IL CASO DI GENOVA CI RICHIAMA ALLA CARITÀ

23/03/2018

In questa Italia "cristiana" succedono cose difficili da inserire in contesti evangelici. L'ultima (per quanto ne so io) decisione del Comune di Genova di punire, con una multa di duecento euro, chi rovista nei cassonetti alla ricerca di qualcosa da mettere in pancia, non solo rasenta l'ignoranza e la cafoneria delle Giunte comunali, ma coinvolge tutti noi, perché indica in quali strapiombi è scesa la qualità di vita delle nostre comunità.
Bene ha fatto don Giacomo Martino, direttore dell'Ufficio Diocesano Migrantes, a polemizzare. Però dobbiamo, soprattutto noi preti, andare ben oltre. Se ogni domenica ci preoccupiamo di organizzare Messe ad ogni ora, dovremmo anche preoccuparci di far capire alla nostra gente che la liturgia vale se sa tradurre in atti concreti la nostra fede e la nostra carità.
Dopo ogni Messa "vera" che diciamo, ci dovrebbero essere meno poveri in giro. Non tocca solo alla Caritas o al sindaco far sì che una città non sia solo un ammasso di edifici, ma un luogo di convivenza, di condivisione e di benessere.
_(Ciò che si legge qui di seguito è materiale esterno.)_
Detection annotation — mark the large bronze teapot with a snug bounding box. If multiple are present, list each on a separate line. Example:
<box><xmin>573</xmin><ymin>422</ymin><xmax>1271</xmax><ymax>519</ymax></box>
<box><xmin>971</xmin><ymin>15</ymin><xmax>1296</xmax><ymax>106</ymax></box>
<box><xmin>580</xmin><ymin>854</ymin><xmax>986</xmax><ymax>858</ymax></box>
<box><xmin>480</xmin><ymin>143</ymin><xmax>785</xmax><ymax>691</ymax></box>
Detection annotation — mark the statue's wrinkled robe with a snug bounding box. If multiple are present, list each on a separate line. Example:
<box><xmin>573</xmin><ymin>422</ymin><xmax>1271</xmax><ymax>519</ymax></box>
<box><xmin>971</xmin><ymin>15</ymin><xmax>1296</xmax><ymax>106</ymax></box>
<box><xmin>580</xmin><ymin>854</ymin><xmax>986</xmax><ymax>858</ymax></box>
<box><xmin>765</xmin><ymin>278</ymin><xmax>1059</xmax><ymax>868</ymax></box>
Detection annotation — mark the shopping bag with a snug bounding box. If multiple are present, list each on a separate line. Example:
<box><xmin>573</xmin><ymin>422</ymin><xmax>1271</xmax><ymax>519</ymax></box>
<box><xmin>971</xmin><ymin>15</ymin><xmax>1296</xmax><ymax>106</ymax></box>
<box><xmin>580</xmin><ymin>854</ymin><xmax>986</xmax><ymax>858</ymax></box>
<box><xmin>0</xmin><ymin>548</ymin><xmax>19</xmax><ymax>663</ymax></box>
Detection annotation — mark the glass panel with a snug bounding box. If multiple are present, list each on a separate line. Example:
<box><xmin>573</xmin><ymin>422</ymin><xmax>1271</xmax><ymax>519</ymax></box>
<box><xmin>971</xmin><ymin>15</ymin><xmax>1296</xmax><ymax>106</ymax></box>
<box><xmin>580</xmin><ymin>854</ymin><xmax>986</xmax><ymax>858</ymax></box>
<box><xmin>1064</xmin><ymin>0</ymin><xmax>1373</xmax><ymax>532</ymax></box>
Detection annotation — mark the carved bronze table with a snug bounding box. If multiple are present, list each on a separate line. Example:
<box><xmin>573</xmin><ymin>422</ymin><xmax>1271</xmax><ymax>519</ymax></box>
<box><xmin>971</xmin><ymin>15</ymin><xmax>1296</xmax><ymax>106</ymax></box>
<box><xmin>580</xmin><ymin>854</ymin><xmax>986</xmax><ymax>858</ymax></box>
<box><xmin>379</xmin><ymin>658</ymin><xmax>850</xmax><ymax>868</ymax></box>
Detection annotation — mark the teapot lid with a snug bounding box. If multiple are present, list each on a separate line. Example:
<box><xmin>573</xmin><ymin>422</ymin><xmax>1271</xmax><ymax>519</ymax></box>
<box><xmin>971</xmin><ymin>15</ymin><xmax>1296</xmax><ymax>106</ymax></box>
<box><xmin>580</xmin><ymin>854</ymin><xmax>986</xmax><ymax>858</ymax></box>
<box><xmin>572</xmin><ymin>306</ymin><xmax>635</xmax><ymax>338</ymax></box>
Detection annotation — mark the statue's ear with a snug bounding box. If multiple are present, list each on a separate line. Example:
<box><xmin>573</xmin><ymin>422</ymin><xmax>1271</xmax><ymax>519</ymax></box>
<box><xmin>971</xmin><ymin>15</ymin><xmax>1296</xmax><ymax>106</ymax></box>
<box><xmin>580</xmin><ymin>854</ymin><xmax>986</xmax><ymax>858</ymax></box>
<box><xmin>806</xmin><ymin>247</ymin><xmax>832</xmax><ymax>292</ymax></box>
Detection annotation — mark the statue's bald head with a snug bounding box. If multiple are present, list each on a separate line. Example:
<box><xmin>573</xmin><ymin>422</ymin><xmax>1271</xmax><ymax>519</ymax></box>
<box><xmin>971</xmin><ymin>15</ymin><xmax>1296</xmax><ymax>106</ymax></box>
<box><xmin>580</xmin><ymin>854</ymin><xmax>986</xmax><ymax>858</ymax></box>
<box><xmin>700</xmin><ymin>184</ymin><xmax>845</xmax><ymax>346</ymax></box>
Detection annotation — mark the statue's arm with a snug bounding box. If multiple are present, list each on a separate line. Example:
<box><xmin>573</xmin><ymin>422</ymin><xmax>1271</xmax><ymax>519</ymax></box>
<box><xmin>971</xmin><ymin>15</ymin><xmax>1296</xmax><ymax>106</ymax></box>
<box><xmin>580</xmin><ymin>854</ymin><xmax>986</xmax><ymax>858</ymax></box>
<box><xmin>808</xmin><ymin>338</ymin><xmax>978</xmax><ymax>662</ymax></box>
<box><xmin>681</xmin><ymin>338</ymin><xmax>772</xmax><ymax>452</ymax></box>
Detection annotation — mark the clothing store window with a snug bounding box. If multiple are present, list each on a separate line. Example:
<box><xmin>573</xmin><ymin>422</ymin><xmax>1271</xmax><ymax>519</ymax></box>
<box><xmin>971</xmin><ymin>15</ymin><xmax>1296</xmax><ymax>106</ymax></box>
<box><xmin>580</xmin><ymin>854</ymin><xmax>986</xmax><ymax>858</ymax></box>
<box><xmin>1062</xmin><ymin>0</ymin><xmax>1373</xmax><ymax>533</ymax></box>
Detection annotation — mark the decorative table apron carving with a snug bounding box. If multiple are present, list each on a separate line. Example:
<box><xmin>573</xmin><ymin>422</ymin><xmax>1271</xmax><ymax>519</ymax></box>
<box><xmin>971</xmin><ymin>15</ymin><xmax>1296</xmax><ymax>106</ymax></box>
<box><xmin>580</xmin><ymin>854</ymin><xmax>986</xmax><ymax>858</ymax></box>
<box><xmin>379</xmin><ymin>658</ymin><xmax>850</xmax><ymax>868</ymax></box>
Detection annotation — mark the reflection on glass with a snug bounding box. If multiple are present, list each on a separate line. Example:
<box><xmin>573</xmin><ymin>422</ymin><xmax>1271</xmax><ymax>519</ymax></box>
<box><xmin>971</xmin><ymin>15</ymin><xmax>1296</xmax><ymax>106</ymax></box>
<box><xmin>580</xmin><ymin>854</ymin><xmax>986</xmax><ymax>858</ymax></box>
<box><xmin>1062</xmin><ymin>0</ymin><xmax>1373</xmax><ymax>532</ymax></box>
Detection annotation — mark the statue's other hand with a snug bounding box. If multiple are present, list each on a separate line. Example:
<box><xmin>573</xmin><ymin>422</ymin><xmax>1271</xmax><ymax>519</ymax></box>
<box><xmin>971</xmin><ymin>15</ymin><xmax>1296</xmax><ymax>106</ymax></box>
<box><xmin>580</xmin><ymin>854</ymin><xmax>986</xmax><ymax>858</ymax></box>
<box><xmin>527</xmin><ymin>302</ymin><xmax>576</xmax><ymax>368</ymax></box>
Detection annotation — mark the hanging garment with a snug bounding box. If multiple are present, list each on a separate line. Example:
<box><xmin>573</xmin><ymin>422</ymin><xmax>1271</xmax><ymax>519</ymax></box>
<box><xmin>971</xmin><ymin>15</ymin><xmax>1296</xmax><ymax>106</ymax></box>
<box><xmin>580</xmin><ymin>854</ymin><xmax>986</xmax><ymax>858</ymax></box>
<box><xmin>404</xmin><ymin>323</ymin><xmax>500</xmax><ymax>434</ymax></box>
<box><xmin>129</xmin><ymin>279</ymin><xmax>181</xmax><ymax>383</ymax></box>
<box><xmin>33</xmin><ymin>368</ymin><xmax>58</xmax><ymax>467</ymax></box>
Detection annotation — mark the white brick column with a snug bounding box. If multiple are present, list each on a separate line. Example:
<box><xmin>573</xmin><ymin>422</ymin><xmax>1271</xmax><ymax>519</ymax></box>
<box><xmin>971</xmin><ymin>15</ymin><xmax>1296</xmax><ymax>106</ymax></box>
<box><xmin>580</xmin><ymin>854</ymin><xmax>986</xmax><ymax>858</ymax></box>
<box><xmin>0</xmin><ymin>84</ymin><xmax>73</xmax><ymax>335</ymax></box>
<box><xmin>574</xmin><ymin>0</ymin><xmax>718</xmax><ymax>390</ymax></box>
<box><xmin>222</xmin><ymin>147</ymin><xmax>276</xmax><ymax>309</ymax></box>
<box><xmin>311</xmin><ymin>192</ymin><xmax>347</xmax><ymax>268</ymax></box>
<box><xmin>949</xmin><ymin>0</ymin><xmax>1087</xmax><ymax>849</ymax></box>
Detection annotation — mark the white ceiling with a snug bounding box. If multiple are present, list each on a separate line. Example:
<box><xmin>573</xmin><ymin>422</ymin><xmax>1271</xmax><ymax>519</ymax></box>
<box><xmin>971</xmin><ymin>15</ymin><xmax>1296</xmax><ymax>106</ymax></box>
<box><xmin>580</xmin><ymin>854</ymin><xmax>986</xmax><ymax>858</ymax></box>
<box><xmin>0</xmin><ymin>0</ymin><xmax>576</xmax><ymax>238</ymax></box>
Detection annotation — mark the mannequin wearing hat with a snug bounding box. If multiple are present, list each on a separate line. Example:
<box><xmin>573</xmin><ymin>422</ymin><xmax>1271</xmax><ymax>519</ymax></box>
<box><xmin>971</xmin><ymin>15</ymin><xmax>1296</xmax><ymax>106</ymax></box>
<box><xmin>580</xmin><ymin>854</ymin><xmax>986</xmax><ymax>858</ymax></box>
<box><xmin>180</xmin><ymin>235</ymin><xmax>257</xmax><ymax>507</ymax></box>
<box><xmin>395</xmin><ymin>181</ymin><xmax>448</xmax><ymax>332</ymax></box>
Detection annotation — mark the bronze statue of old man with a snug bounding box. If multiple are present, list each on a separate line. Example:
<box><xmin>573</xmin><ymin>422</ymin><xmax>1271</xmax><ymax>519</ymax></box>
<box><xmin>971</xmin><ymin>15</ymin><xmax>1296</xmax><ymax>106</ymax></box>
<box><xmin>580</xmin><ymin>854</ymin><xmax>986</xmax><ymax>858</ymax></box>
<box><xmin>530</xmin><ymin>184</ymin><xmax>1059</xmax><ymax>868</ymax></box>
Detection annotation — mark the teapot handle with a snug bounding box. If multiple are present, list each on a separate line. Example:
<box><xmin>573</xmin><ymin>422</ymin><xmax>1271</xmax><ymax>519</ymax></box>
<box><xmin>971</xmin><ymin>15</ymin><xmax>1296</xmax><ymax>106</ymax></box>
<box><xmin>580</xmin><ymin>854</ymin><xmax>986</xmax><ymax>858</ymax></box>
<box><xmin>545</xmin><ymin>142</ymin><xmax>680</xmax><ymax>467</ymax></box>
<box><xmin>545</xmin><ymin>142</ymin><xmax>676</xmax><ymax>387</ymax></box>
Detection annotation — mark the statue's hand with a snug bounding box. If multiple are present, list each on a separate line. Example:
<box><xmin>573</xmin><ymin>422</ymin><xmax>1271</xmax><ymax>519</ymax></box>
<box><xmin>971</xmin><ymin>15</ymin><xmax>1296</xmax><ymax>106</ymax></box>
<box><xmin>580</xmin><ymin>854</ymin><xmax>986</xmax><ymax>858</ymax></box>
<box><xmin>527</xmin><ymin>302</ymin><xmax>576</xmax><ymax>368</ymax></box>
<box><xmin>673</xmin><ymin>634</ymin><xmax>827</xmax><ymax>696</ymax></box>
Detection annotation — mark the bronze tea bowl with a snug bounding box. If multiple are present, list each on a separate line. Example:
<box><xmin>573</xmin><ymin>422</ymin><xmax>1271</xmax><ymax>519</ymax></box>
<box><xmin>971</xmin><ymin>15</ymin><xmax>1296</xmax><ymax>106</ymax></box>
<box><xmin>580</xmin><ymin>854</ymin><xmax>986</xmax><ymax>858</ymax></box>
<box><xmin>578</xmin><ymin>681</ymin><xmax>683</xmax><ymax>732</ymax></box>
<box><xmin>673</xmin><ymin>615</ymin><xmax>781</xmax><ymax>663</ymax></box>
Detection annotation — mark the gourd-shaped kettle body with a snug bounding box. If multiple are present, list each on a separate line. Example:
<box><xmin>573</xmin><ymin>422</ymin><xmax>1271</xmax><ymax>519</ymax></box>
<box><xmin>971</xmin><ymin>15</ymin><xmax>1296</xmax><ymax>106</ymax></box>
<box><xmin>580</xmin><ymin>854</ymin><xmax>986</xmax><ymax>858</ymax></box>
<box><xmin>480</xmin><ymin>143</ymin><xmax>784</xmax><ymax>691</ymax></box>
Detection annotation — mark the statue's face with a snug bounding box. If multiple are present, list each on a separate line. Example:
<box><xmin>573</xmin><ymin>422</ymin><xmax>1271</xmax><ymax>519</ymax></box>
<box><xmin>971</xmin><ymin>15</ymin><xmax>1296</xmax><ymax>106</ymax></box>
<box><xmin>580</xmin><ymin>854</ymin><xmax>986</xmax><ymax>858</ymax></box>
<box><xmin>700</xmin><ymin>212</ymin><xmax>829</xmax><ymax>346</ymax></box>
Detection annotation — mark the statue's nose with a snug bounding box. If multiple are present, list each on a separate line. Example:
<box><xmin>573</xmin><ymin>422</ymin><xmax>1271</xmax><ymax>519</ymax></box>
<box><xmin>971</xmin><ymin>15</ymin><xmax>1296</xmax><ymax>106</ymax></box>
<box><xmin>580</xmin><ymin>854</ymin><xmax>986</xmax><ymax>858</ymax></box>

E il Vangelo ci obbliga tutti. Alla vedova povera che gettava due monetine nel tesoro del tempio, Cristo disse: "In verità vi dico: questa vedova così povera ha gettato più di tutti. Tutti costoro, infatti, hanno gettato come offerta parte del loro superfluo. Ella, invece, nella sua miseria, ha gettato tutto quello che aveva per vivere". Come la mettiamo?
Quando leggiamo degli anni sabbatici, del ricco Epulone e del ricco incastrato dentro il buco dell'ago, cosa pensiamo? Per Cristo tutti dovremmo farci carico di fatti così penosi e incivili, perché tutti ne siamo responsabili.
Perciò bene ha fatto don Giacomo Martino, ma papa Francesco è già andato ben oltre e ha detto parole molto più pesanti, obbligando anche noi pastori a vivere in modo più essenziale, semplice ed evangelico.
Non aspettiamo che sia la politica ad arrivare dove la nostra fede e la nostra carità si sono accontentate solo di protestare. C'è ancora troppo squilibrio nel nostro modo di "credere". Perché i primi cristiani degli Atti degli Apostoli avevano già capito cose che noi ci accontentiamo solo di leggere e commentare?